Nacogdoches pilot celebrates 50 years since first solo flight
“I just like to burn holes in the sky.”
NACOGDOCHES, Texas (KTRE) - Some say it takes around six months to master a skill. but what about spending fifty years doing one. For Nacogdoches pilot Sammie Smith, he recently celebrated 50 years since his first solo flight.
He began his flight endeavors in Fayetteville, Arkansas, where he said he flew a lot in grad school at the University of Arkansas. His logbook showed his first solo flight was December 20, 1970. He made it to Nacogdoches in 1980.
“The last 50 years has gone by in a flash. I don’t know, I think everybody enjoys flying, that have flown,” he said. “I’ll never get tired of flying around and looking at the countryside.
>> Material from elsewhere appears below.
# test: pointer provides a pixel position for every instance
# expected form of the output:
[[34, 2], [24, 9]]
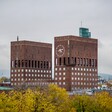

It’s absolutely beautiful.”
Smith credits his love for planes and flying to his childhood. Growing up two years before World War II, he said living in Fort Worth they’d often see air training activities.
“We’d go out in the yard almost anytime and look up in the air and you’d see some of the WWII aircrafts flying,” Smith said. “I think all little boys look up in the air every time they see an airplane and say ‘man, I would love to do that.’”
Smith got around to flying at thirty. Some of his advice after all this time is, “You don’t want to fly in thunderstorms, you don’t want to fly in freezing weather. Ice is a problem,” Smith said. “You greatly reduce the risk of flying if you fly a good plane, in good clear weather, and don’t fly at night.”
Nacogdoches Airport Manager Joe Cefalu says this is a big accomplishment.
“It’s not real common for someone to start early and continue to fly into those later years. A lot of times it’s medical issues, or just lack of interest, or family issues that might slow them down,” Cefalu said. “So there’s very few people that can say, in the aviation world, that they’ve actually flown for fifty years.”
Smith said COVID-19 has put fly ins and gatherings on hold but he is still able to take his plane out and not see many, if anyone. In all 50 years his one regret is, “When I was 25 years old I had a college classmate that was a retired Navy pilot who had flown in the early stages of Nam, and he almost talked me into applying for naval aviation,” Smith said. “And I thought about it seriously, I had one year to go because their age limit was 26 and I was 25, and probably if I had it to do over I would’ve tired a naval aviator.”
Smith says he hopes to continue flying for as long as his health allows.